今回、humを主宰する神岡が「GROWND」プロジェクトのクリエイティブを担当していた関係で、mmのブランディングデザインに協力させていただく運びとなりました。
このnoteでは、mm誕生の経緯と、humとして辿ったブランディングデザインの軌跡をワークフローに則って紹介します。
humとは?
情緒を見出し、ブランドにユーモアを - humorous branding
もの・企業などに情緒を見出し、ユーモアという付加価値でブランドをかたちづくるデザインプロジェクトです。
ブランドをひとりの「人」と捉えて、情報・目的の整理から情緒的な要素を定義。「哲学、個性、性格、表情、会話」というセクションで区切りつつ、考え方から最終的なビジュアルまでを一貫してブレなくデザインしていきます。
詳しくはwebサイトと、私たちの考え方・スタンスをまとめたnoteも併せてご覧ください。
webサイト
ブランディングデザインへの向き合い方
はじめに
HOT SAND LAB mmについて
ホットサンドをメディアとして日本橋・日本全国の食材を発信する、元鮨屋のホットサンド専門店です。
NODについて
株式会社NODは、これまで「リアルな場における制限やハードルを越えて、街を自由にもっとおもしろくしたい」という思いから、建築・不動産の領域を 軸に、クリエイターやアーティストとともに「新しい空間の在り方」を模索するプロジェクトをつくっている空間設計・デザインチームです。

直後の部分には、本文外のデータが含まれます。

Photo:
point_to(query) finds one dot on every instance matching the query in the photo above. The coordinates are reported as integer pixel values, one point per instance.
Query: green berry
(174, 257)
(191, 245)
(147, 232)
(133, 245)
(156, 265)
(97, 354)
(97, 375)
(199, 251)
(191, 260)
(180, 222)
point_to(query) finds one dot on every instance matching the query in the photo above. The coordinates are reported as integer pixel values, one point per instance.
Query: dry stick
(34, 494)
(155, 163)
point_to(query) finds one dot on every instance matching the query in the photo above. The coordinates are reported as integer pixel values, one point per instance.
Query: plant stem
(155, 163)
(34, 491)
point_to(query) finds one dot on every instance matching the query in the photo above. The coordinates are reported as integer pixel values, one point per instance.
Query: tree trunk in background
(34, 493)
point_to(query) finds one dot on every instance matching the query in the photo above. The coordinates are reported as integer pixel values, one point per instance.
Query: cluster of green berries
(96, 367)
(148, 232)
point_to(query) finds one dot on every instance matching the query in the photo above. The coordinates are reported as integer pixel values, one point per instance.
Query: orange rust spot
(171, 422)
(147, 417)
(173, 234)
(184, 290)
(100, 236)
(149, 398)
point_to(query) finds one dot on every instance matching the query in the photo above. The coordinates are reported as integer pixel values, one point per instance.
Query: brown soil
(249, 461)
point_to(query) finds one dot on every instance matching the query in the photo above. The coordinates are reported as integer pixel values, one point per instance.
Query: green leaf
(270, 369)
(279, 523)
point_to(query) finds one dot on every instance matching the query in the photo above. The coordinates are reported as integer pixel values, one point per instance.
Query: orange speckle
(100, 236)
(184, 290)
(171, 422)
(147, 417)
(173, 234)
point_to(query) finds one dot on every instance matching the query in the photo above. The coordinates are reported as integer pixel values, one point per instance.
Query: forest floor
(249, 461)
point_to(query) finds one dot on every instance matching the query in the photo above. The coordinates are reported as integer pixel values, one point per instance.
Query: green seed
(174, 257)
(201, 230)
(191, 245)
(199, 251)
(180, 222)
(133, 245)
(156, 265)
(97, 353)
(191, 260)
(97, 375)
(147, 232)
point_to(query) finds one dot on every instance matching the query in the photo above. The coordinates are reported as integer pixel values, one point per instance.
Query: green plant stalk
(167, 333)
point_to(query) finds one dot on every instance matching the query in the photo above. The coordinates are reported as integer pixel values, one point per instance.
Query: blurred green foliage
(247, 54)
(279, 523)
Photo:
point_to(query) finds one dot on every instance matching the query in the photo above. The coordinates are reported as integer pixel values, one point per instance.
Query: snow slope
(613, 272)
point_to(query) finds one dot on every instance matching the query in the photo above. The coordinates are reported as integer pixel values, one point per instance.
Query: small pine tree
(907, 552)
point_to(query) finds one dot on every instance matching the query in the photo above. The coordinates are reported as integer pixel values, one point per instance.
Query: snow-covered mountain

これまで、解体前の遊休ビルを 利用した食の実験場「ツカノマノフードコ ート」や、移動型滞在施設「BUSHOUSE」空間設計・企画などを行ってきました。
GROWNDについて
GROWND はNODが手掛ける、新しいアイデアを自由に実装できる環境をつくるプロジェクト。
リアルとデジタル、実店舗とECサイト、レストランと食品工房など、2つの要素をかけ合わせることで、リアルの場で生み出される価値をさまざまな制約と向き合いながらより多くの人に丁寧に届けられる仕組みを作るというもの。
第1弾は日本橋にて、遊休不動産(解体前など、短期的に使い手のいなくなった 不動産)の一棟ビルを使い、場の歴史を大切にしながら空白の期間に長期的な価値を育んでいきます。
背景 - GROWNDプロジェクトの一環としてmmが生まれるまで
GROWNDプロジェクトに至るきっかけ
それはNODの
リアルな空間でのクリエイティブにかかる 「制限」
という課題意識でした。
デジタル上では誰もがクリエイティビティを発揮し、SNSやコンテンツなどで世界に発信できるのに、リアルな空間でなにか面白いことを仕掛けようと思っても、費用や法律、物理的な問題など、格段にハードルの高さがあります。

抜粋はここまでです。